Another problem about releasing macaques is that they need to be released in stable troops of 20 monkeys or more so that they have the social support they require and are able to defend themselves against other troops they may encounter. To release such a troop involves a great deal of research as firstly one needs to find a location where there is food and water available all the year round and with India’s dry season water becomes a major factor. Then one has to be certain that they will not be in immediate conflict with existing troops of monkeys. If one can satisfy all these demands one then needs to build a release pen in the area they are to be released in. This is vital as they firstly need to be introduced to all the local vegetation they can eat so that there is not a sudden change in diet that can result in illness.

The final stage is the slow release of the monkeys in a controlled way. This involves letting out one or two individuals at a time and then re-capturing them in the evening which is easily done as they will want to get back with the rest of the troop before it gets dark. The reason for this approach is to let them learn about their immediate environment so that when the whole troop is finally released they are confident and will not panic and run off which can lead to the breakup of the troop and put all their lives at risk. They will also know that they can return to the safety of the pen to get food that needs to be supplied during the transitional period. Once fully released the troop then needs to be tracked for at least a month to ensure they are fending for themselves without undue difficulties.

Sadly I feel that all I have said about the release of the monkeys is nothing more than a dream as I think the chances of satisfying all these demands is probably just that, a dream! However, this is why we need to have a study centre so that these aspects can be reviewed from a scientific aspect.

Even if we can eventually start to release troops of monkeys into the wild there will always be those that have been so traumatised by their treatment that they would not be able to cope in the wild. In addition there are those that would be too old to release and those that are injured.

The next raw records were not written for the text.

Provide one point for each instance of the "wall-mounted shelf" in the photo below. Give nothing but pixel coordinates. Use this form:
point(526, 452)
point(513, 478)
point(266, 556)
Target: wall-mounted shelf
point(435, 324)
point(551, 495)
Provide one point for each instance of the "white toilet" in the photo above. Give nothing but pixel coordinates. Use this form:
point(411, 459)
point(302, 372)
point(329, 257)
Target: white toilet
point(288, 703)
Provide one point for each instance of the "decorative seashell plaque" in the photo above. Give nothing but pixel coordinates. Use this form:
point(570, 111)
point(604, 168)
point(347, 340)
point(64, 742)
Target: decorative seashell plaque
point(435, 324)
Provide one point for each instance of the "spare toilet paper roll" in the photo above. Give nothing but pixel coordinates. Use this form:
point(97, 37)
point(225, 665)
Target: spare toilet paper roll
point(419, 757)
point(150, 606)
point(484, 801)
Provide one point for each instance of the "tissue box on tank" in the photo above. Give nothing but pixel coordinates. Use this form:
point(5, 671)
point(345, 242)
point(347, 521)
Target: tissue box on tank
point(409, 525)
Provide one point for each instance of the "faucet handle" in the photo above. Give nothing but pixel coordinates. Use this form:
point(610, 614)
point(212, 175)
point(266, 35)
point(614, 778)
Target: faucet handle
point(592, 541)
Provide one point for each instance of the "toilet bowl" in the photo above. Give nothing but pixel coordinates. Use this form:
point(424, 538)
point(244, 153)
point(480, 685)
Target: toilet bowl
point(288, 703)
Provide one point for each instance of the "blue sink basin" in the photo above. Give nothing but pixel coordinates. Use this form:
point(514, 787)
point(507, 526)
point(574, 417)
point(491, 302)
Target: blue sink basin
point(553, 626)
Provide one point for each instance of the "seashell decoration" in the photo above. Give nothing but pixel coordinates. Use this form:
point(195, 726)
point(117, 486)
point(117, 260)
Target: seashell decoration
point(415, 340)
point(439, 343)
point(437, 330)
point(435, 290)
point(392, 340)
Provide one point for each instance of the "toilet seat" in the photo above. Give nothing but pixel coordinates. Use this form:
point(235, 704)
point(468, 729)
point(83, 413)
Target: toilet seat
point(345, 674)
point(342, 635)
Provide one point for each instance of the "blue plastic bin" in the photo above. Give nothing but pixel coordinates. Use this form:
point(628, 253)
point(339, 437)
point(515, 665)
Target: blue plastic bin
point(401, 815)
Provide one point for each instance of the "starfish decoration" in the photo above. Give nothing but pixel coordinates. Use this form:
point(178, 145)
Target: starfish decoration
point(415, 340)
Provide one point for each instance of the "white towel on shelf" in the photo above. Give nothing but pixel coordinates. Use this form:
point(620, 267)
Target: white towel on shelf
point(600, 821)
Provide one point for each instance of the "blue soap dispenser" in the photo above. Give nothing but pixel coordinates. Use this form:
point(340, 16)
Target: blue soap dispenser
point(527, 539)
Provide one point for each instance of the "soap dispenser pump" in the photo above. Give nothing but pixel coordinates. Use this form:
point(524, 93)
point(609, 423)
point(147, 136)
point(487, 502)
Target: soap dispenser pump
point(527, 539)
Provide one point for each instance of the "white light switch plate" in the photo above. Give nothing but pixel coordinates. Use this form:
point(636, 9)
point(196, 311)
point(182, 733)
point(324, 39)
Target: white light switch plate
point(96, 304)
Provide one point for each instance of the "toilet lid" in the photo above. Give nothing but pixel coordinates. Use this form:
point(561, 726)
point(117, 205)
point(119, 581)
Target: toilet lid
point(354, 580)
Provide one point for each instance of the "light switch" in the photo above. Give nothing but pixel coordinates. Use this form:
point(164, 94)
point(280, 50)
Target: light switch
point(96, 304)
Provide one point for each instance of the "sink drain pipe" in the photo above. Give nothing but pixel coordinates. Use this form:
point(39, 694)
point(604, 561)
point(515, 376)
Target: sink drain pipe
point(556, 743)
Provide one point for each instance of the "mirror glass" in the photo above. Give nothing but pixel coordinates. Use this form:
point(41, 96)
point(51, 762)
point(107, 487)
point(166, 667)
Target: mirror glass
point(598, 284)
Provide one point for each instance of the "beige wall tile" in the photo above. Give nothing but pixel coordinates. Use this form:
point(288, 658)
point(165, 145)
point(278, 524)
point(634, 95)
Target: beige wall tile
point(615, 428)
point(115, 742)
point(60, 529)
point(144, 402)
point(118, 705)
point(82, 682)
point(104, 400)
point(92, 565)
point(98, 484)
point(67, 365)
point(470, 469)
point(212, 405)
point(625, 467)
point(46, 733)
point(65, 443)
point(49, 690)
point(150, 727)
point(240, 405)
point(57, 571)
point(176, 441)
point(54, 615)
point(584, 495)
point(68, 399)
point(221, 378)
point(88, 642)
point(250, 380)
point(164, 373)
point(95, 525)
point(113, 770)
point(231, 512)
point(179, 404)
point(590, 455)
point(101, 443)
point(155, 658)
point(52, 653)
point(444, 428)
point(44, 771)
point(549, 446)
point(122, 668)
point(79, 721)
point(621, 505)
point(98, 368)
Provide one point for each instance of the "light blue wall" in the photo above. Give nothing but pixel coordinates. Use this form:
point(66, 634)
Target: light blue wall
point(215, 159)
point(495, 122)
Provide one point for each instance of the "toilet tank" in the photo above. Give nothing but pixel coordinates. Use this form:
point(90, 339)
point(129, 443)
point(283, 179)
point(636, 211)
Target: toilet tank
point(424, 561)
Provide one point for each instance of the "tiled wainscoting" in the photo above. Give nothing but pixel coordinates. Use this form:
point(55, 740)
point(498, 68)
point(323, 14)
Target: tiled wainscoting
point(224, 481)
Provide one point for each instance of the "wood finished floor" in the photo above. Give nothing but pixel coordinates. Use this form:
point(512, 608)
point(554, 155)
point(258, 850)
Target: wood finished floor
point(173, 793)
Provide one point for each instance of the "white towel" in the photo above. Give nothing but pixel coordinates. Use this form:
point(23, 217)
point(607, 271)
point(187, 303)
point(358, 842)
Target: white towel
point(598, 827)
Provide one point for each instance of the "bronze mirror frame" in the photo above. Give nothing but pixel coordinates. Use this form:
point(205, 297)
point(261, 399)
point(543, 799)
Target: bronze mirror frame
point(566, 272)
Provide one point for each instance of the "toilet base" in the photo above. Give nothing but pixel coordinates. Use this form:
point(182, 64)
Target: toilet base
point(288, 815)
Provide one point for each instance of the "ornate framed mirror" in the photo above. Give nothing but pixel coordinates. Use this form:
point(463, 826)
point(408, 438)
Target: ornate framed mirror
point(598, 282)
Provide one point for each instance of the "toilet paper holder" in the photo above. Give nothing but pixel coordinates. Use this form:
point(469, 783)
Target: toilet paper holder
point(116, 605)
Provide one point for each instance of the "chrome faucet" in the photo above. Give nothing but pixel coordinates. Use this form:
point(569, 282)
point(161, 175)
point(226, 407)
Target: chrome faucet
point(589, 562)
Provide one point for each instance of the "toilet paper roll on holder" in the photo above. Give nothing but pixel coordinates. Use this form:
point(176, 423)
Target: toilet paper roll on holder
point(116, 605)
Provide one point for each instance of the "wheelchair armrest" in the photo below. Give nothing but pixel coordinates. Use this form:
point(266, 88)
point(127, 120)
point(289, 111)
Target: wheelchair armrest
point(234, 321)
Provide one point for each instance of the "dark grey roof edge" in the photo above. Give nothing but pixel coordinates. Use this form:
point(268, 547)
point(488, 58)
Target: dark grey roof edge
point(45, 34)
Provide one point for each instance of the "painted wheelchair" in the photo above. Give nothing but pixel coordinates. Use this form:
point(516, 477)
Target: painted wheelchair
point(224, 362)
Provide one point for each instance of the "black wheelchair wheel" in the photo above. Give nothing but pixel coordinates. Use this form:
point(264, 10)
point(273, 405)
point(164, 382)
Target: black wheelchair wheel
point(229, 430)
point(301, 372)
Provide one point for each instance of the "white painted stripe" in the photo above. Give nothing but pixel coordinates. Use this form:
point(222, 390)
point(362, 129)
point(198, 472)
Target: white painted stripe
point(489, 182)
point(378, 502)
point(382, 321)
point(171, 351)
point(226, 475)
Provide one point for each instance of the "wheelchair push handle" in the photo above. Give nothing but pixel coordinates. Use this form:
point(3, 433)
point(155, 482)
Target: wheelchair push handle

For these we need to provide facilities as close to nature as it is possible to achieve. To this end we intend building pens with monkey proof fencing so that they can be in large enclosures of about an acre with fully grown mature trees which is the best environmental enrichment they could possibly have. Each pen would also have a large pond for them to swim in. We feel certain that with such pens the monkeys would soon want to break off contact with us lesser creatures but for those that still need human support we consider it only right that they should have it. We believe the choice should be that of the monkeys to decide.

Another aspect our Study Centre will be involved in is the study of the humane control of monkeys. This is vital if we want to stop the mass slaughter of these wonderful creatures in towns and cities. The way forward must be mass sterilization and thankfully some amazing work has been carried out on this by Dr Sandeep Rattan, Senior Wildlife Veterinarian at the HP Forest Department, Shimla. This has to be the most amazing project I have seen in all my years in animal welfare. He and his team have worked out a way to sterilize monkeys, both male and female, in just one and a half minutes using keyhole surgery! I have seen it myself and am in ore of what they have achieved. Their system has been worked out to catch a whole troop of monkeys at a time and transport them and sterilize them with the minimum stress possible. The monkeys remain in captivity for just 4 or 5 days and are released back where they were caught.

In order to fulfil my dream I have started up two new charities. Our progress can be followed on our website and I just hope that having read this you have come to realise how much these highly sensitive creatures need all our support.